De son côté, à partir d’une étude (PDF) menée en août, l’institut Quidnovi avançait que “69 à 75% [des votants] voteraient ‘Non’ à la consultation du 4 novembre 2018″. Il ajoutait que “52% des Kanaks voteraient ‘Oui’ à l’indépendance, 37% voteraient ‘Non’ et 11% ne savent pas encore”.
Les gens ont peut-être des doutes sur la viabilité du projet indépendantiste…
Oui, bon nombre d’entre eux estiment que, malgré ses richesses, le territoire n’est pas prêt. La Nouvelle-Calédonie possède l’une des économies les plus solides et les plus dynamiques de l’outre-mer français.
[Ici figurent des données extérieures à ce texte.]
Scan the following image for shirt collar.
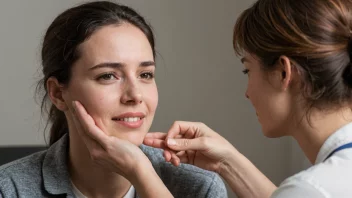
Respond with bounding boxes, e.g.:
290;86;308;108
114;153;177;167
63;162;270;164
42;133;74;197
315;122;352;164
Sa principale ressource locale est le nickel, qui représente près d’un cinquième du produit intérieur brut local et plus de 10 000 emplois salariés directs ou indirects. “Mais cela ne suffira pas” à combler “les transferts de l’Etat”, qui sont “de 140 à 150 milliards de francs Pacifique” par an (1,17 à 1,26 milliard d’euros), estime l’économiste Olivier Sudrie, spécialiste de l’outre-mer. “L’un des handicaps dont souffre la Nouvelle-Calédonie, c’est sa faible compétitivité, ajoute l’économiste. On y est assez peu productifs et les prix et salaires y sont relativement élevés. Donc on a du mal à produire calédonien et encore plus de mal à vendre sur les marchés internationaux.”
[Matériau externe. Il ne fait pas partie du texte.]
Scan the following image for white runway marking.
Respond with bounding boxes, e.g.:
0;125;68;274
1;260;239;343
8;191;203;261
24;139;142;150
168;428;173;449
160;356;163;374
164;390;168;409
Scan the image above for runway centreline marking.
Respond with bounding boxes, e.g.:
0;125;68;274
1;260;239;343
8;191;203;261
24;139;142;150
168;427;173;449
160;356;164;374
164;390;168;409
On se dirige donc vers un statu quo ?
Pas vraiment. D’une part, en cas de rejet de l’indépendance, l’accord de Nouméa prévoit l’organisation d’un deuxième voire d’un troisième référendum d’ici à 2022. D’autre part, il faut s’attendre à un peu plus d’autonomie pour la Nouvelle-Calédonie, qui “peut être une nation sans être un Etat”, comme l’explique le député calédonien anti-indépendantiste Philippe Gomès :
Ce n’est pas parce qu’un ‘non’ massif à l’indépendance va être probablement au rendez-vous que le droit à l’autodétermination s’éteint pour autant.
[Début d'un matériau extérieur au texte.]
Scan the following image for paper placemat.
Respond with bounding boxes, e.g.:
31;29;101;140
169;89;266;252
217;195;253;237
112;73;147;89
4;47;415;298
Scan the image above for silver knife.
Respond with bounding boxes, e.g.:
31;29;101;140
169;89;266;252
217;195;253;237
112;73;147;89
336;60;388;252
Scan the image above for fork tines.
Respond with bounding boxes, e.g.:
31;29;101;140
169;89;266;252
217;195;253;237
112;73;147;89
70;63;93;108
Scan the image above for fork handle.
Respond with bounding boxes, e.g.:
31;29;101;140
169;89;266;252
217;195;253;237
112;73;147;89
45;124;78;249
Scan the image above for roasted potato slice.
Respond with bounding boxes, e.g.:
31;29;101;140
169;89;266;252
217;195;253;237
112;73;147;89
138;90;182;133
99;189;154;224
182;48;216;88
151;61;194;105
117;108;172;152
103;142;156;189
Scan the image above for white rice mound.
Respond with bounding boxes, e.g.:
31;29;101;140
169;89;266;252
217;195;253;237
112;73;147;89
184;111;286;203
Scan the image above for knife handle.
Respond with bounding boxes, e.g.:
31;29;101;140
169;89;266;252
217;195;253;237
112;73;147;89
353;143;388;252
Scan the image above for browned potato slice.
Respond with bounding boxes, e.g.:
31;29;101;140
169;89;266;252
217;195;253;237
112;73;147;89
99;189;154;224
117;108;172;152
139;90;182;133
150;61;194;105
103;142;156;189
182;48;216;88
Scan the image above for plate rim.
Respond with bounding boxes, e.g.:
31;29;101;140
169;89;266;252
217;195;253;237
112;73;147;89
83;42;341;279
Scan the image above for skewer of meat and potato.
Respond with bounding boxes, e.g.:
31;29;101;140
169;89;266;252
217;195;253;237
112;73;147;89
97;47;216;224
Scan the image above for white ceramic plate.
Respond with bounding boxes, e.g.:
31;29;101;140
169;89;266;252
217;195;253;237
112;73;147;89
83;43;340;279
L’enjeu sera également de poursuivre le travail de rééquilibrage entamé en faveur des Kanaks, qui restent largement défavorisés, et de construire le “destin commun” prévu par l’accord de Nouméa. “Le 5 novembre, quel que soit le résultat, les signataires devront se parler pour construire la suite, pour faire en sorte qu’au-delà de ce moment binaire où certains diront oui et d’autres non, la Nouvelle-Calédonie puisse construire l’avenir avec un peuple qui souhaite, au fond, vivre et vivre en paix sur le Caillou”, a plaidé le Premier ministre, Edouard Philippe, en juillet. Il a depuis annoncé qu’il viendrait sur le “Caillou” le 5 novembre.
J’ai eu la flemme de tout lire, vous pouvez me faire un résumé ? 😉
Dans le cadre d’un processus d’apaisement politique entamé il y a trente ans, près de 175 000 électeurs iront voter, le 4 novembre, pour ou contre l’indépendance de la Nouvelle-Calédonie. Dans ce territoire marqué par la colonisation et le cantonnement des autochtones, la principale formation indépendantiste appelle le “peuple kanak” à “conclure un combat qui dure depuis 164 ans”. Les sondages donnent toutefois le camp du “non” largement gagnant. En cas d’échec, les séparatistes pourront compter sur un deuxième voire un troisième référendum dans les quatre prochaines années. De leur côté, soucieux d’éviter de nouvelles tensions, les partisans du maintien dans la France se disent attachés à la construction d’une “nation” calédonienne, à défaut d’un Etat.